- Cluster configurations
cluster_name
: This is the identification string for a logical cluster. All nodes in a cluster must have the same value for this configuration.
Default value: The default value is Test Cluster.
listen_address
: The Cassandra node will bind to this address. The other nodes in the cluster can communicate with this node if it is set correctly; leaving it to default will cause a failure in this node's communication with other nodes as default value is loopback address localhost
hence node will not be able to communicate with other nodes running on different machines.
Default value: The default value is localhost.
seed_provider
: The seed node helps Cassandra nodes to learn about other nodes in the cluster and ring topology using Gossip
protocol. We'll learn more about Gossip protocol in later chapters. It has two suboptions, one is class_name
and the other is number of seeds. The default seeding class takes a comma-delimited list of node addresses. In a multinode cluster, the seed list should have at least one node. This list should be common for all nodes.
Default value: The default value is -class_name:org.apache.cassandra.locator.SimpleSeedProvider-seeds: "127.0.0.1".
Tip
The seed list should have more than one node for fault tolerance of the bootstrapping process.
In a multi-data center cluster, at least one node from each data center should participate as a seed node.
Note
A node cannot be a seed node if it is a bootstrapping node. So, during the bootstrapping process, the node shouldn't be in the seeds list.
- Data partitioning
num_tokens
: This configuration defines the number of random tokens this node will hold, hence defining the partitioning ranges that this node can hold. This is a relative configuration. For example, if a node has num_tokens
as 128
while another node has 256
, then it means that the second node is handling twice the data partition ranges than the first node is handling.
Default value: The default value is 256
.
Tip
All nodes with the same hardware capability should have the same number of tokens configured.
partitioner
: This defines the data partition algorithm used in the Cassandra cluster. The current default algorithm—Murmur3— is very fast and is considered as a good data partition algorithm as compared to its predecessors. So, while forming a new cluster, you should go with the default value, which is org.apache.cassandra.dht.Murmur3Partitioner
.
Note
This setting shouldn't be changed once the data is loaded, as changing this will wipe all data directories, hence deleting data.
- Storage configurations
data_file_directories
: Using this configuration option, we can set the data storage location.
Default value: The default value is $CASSANDRA_HOME/data/data/var/lib/cassandra/data
in older versions.
commitlog_directory
: This is the location in HDD where Cassandra will store commitlog.
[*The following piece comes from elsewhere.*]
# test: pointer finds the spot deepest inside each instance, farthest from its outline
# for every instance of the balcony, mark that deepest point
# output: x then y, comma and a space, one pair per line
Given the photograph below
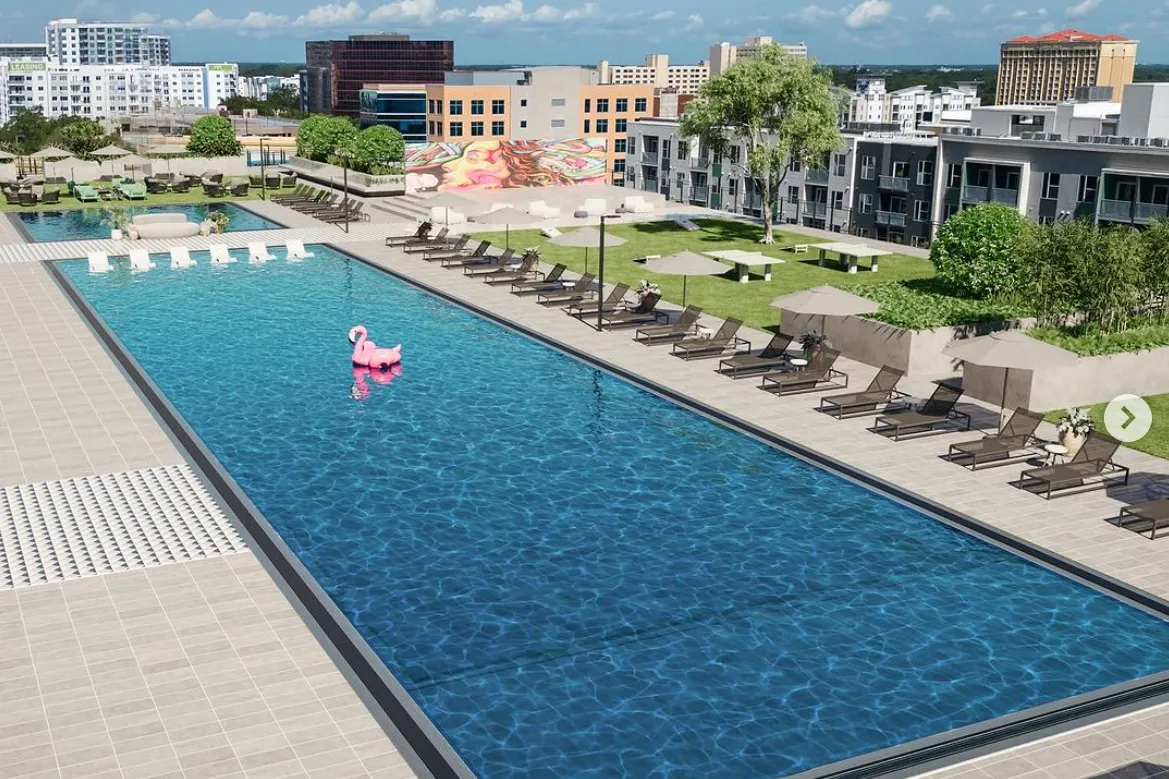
894, 183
Default value: The default value is $CASSANDRA_HOME/data/commitlog /var/lib/cassandra/commitlog
in older versions.
Tip
If using non-SSDs, you should have a separate disk for storing commitlog
. Commit logs are append-only logs, however data files are random seeks in nature; so, using the same disk will affect the write performance of commit logs. Also, commit logs disks can be smaller in size. As the commitlog
space is reusable once flushed to Disk from Memtable.
saved_caches_directory
: This is the location where cached rows, partition keys, or counters will be saved to disk after a certain duration of time.
Default value: The default value is $CASSANDRA_HOME/data/saved_caches/var/lib/cassandra/saved_caches
Note
Row caching is disabled by default in cassandra.yaml
due to its limited use.
- Client configurations
rpc_address
: This is the thrift RPC service bind interface. You should set it appropriately; using the default won't allow connections from outside the node.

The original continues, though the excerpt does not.